All of the following coordinate system transforms inherit from osg::MatrixTransform, so they can be placed on the scene graph and their children will be in the target coordinate system.

VSOP87
NS.WorldToVSOP87 converts from NS12 world coordinates to VSOP87 with z up, x right and y into the screen. Most solar system bodies are children of this transform. The x-y plane can be thought of as the ecliptic (Earth-Sun plane).

J2000
NS.WorldTo2000 converts from NS12 world coordinates to J2000. Taking VSOP87 as a starting point, it rotates 90 degrees about z to place x into the screen and then rotates -23.4 degrees about y to place the x/y plane on the Earth’s celestial equator.

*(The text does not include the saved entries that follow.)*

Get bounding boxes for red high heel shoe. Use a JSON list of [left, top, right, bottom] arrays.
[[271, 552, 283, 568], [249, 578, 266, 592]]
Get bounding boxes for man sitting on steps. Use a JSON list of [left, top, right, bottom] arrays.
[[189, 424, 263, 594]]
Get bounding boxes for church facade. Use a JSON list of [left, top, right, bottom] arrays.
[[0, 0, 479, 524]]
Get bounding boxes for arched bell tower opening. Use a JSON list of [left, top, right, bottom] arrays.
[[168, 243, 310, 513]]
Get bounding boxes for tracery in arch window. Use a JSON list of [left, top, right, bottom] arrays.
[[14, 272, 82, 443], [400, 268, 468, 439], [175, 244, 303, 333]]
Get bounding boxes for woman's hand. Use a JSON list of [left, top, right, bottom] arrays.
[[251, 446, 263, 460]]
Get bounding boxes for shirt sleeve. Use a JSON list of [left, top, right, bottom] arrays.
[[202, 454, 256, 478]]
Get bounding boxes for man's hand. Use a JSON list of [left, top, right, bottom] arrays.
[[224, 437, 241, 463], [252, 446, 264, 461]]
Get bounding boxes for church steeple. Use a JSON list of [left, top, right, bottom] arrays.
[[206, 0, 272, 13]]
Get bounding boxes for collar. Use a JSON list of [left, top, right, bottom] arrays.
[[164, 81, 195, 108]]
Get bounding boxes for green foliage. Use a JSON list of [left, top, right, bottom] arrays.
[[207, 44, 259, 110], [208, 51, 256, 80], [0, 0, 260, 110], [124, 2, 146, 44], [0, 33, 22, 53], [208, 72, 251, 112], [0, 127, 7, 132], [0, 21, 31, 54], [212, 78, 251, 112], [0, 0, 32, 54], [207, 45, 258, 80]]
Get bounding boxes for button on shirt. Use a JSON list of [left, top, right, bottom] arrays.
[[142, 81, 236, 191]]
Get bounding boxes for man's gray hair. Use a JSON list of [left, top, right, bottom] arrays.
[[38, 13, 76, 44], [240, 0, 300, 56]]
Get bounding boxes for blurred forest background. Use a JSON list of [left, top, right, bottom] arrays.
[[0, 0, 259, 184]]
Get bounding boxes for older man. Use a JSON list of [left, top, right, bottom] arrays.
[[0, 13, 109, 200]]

Conventions for model building

Models should be aligned with whatever coordinate system transform they reside under. For example, say you have a ellipsoid model for a body. If the ellipsoid’s polar axis is y aligned (y-up with x-right) then the model is in world coordinates and should not be placed under any coordinate system transform node. However, if the model is z aligned (z-up) then it should be placed under a WorldToVSOP87 transform node. The intent here is to make it easy to add models defined in other coordinate systems without having to worry about conversion. They just need to reside under the appropriate transform node.

Nightshade NG Coordinate system transform node types

WorldToVSOP87()
WorldToJ2000()
J2000ToVSOP87()

The inverse can also be obtained from any of the above classes.